Well... Firstly, try to think like this- 5X55 and the answer is 275 and reminder- 75; 5X55X555 and the answer is 152625 and reminder- 25; 5X55X555X5555 and the .... and reminder- 75; again, 5X55X555X5555X55555 and the .... and reminder- 25;

So we can see that, if the biggest number's number of digits are even then, the reminder is 75 and if it is odd, then the reminder is 25.

So, in the question biggest number has 5555 digits and it is odd.

So the reminder is 25 :D :D

Original solution I guess:

First, we know that the rest when divided by 100 means the 2 last digit of the number. Let's write it differently:

$5^{5555} \times (1 \times 11 \times 111 \times . . . \times 111....111)$

Well, what are the last 2 digits of $5^{5555}$ ? It's 25 of course, you can see this pattern on ( 5, 125, 625, 3125....) (because $25 \times 5$ is 125, the 2 last digits won't change)
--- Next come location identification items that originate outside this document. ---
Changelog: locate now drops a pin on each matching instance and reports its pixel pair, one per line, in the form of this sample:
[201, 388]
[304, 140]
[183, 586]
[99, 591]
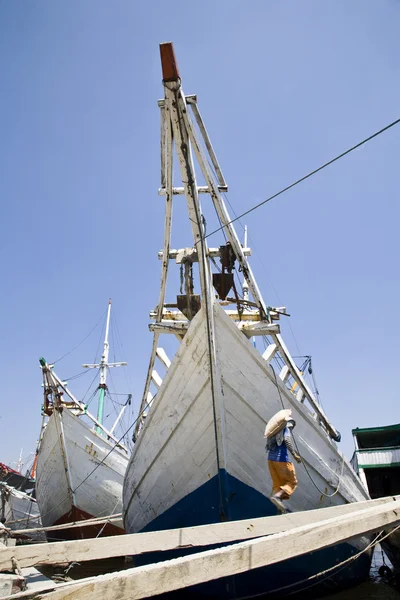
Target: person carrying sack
[279, 444]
So we have (a number ending with 25) $\times ( 1 \times 11 \times 111 \times . . . \times 111....111)$

Now, what happens to the last 2 digits when you multiply a number by 11? Let's call the 2 last digits ( 2 and 5) as x and y. When multiplied by 11:

(. . . . . .) x y

(. . . .) x y (this corresponds to the sum you do on the paper after multiplying, (y + 0, x + y, ....))
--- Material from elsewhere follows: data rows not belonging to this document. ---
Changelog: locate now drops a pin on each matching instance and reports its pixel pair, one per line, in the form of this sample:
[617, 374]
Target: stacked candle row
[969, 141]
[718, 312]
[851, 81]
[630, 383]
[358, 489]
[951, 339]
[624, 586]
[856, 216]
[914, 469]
Last digit (y) maintains and the other one (x) gets incremented by y

You can observe that the same thing happens with 111, 1111, and so on, for the last 2 digits

So we know already that the last digit of this multiplication is 5 The other one would be 2 plus 5 for each multiplication, being ( 7, 2, 7, 2, 7 ....)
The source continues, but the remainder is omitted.